Re: What is MD5 Hashing and Why is it Important?
by thraxil (Prior) on Feb 15, 2002 at 16:04 UTC
|
MD5 (message digest algorithm) or other hashes are one way functions that produce a "fingerprint". essentially, they map something with a lot of bits down to just a few bits (128 in the case of MD5) in such a way that collisions are as rare as possible.
this is useful because you can compare and store these small hashes much more easily than the entire original sequences. in cryptography, one-way hashes are used to verify something without necessarily giving away the original information. eg, unix stores hashes of passwords instead of the passwords themselves. when a user enters their password, the system computes the hash of it and compares it to the hashes listed in /etc/passwd. since you can't run the hash function in reverse, the system knows that the password you entered is the right one. the crypt that unix uses doesn't really reduce the size but is a similar idea. hashes and digests like MD5 are an integral part of digital signatures.

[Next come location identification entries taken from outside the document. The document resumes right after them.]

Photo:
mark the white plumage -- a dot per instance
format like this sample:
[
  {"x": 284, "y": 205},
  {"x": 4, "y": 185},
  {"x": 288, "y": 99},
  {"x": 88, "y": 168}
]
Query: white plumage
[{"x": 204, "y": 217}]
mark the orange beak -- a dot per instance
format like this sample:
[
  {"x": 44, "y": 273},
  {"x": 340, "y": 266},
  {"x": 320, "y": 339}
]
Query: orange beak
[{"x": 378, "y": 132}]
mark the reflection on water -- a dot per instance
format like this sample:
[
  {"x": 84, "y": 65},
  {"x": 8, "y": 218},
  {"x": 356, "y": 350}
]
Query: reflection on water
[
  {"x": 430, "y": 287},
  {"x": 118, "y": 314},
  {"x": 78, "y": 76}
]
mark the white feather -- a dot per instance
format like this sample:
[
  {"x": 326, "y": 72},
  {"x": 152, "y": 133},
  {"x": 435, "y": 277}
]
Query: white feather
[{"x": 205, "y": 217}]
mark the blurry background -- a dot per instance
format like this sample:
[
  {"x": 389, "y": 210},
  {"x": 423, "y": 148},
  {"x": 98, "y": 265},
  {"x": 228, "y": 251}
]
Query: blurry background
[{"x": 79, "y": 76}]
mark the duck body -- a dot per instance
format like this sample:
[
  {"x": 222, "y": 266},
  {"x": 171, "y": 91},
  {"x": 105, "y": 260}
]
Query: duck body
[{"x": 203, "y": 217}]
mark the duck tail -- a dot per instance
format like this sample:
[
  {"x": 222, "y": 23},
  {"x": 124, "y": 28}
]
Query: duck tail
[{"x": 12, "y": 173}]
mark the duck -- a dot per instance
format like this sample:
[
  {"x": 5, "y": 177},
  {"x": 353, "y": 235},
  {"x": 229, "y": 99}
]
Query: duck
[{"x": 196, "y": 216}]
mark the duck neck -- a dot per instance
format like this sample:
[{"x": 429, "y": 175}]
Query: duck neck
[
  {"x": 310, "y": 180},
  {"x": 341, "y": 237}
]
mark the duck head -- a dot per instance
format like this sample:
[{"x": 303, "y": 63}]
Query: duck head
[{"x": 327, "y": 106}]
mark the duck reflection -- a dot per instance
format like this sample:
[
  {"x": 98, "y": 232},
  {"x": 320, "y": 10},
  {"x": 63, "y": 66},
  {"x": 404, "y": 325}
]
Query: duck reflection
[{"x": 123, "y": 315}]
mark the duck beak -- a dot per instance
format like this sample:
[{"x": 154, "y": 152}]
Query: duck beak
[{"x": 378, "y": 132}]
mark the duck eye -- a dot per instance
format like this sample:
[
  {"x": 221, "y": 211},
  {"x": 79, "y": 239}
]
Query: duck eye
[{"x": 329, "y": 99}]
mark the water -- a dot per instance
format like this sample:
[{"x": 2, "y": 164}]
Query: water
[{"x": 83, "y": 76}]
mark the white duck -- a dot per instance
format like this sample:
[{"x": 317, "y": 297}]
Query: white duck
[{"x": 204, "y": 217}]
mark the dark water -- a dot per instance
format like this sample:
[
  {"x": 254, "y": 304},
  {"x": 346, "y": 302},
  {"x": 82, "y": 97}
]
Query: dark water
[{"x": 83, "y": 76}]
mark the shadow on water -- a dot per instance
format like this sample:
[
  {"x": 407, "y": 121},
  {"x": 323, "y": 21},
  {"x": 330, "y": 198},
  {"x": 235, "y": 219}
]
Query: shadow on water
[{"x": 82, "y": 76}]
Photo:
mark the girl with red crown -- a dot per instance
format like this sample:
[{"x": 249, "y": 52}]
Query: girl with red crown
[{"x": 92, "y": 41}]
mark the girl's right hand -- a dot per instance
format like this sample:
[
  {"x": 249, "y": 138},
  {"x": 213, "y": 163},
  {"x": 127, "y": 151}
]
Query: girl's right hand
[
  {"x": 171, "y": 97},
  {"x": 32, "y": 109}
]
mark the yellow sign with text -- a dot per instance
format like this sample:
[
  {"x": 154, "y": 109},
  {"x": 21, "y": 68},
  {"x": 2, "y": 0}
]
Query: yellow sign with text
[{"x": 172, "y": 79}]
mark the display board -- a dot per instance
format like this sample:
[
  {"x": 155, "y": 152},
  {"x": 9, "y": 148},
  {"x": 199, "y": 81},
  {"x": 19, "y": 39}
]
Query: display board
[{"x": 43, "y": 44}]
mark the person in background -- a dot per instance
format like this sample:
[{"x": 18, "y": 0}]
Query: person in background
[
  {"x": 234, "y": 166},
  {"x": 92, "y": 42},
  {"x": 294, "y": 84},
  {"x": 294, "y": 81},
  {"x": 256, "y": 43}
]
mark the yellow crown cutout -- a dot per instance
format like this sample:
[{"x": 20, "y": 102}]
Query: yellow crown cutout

MD5 is just one of many hashing algorithms. it was developed by Ronald Rivest (the R in RSA) in 1991. it's an updated version of MD4. there's also SHA-1 (Secure Hash Algorithm), developed by NIST in conjunction with the NSA and produces 160 bit digest. it's more collision resistant than MD5 and is the most commonly used hash for cryptographic purposes these days. there are others, but these are the important ones.
anders pearson
| [reply] |
|
|
If I recall correctly a well designed hashing algorithm should cause approximately 50% of it bits to change when 1 bit of its input is different.
But perhaps you can tell me, if SHA1 has less collisions than MD5 why do I see MD5 used more often than SHA1? (In non cryptographic areas anyway) Is MD5 more efficient to generate?
Yves / DeMerphq
--
When to use Prototypes?
| [reply] |
|
|
Part of the reason why MD5 is still around is because it's so common. It does have a greater collission risk than SHA1 and this makes it more vulnerable (I'll explain below). However, it is quicker to generate an MD5 digest than SHA1. If you're forced to generate many digests, you'll prefer MD5.
The reason why these hashing algorithms are so slow is because they were designed to be slow. Consider what happens when a cracker gets your /etc/passwd file (assuming you don't use /etc/shadow). Each entry will have the password hashed and that will resemble the following:
$1$1PUXLuZE$P.LfclRO9SKqTf2BQK.yD1
The 1PUXLuZE is the salt. With a crack program, you use the salt with a list of likely passwords to try to recreate LfclRO9SKqTf2BQK.yD1. If you do, you have the password. If there is a collission (more than one password will generate that string), then security is tremendously weakened.
Now, if most users have a password like F&832*,--?, those probably aren't going to get cracker. However, someone is going to violate your password policy and fail to understand how p4$$w0rd1 was cracked. If the cracker is running crack, though, they could easily run the program for a week before getting to the insecure password. But, if you have collissions, this time could be reduced significantly. SHA1 avoids this vulnerability and also takes longer to compute.
As of a month and a half ago, I didn't know any of this. I only learned when I asked for feedback on my CGI course and mdillon replied with this node.
Cheers,
Ovid
Update: Read the follow-ups to this post!
Join the Perlmonks Setiathome Group or just click on the the link and check out our stats. | [reply] [d/l] |
|
|
|
|
|
|
basically. it's much faster to compute the 128 bit digest for md5 than the 160 bit digest for SHA-1. since MD5 is good enough for non-cryptographic purposes, the speed advantage makes it a better choice in most cases.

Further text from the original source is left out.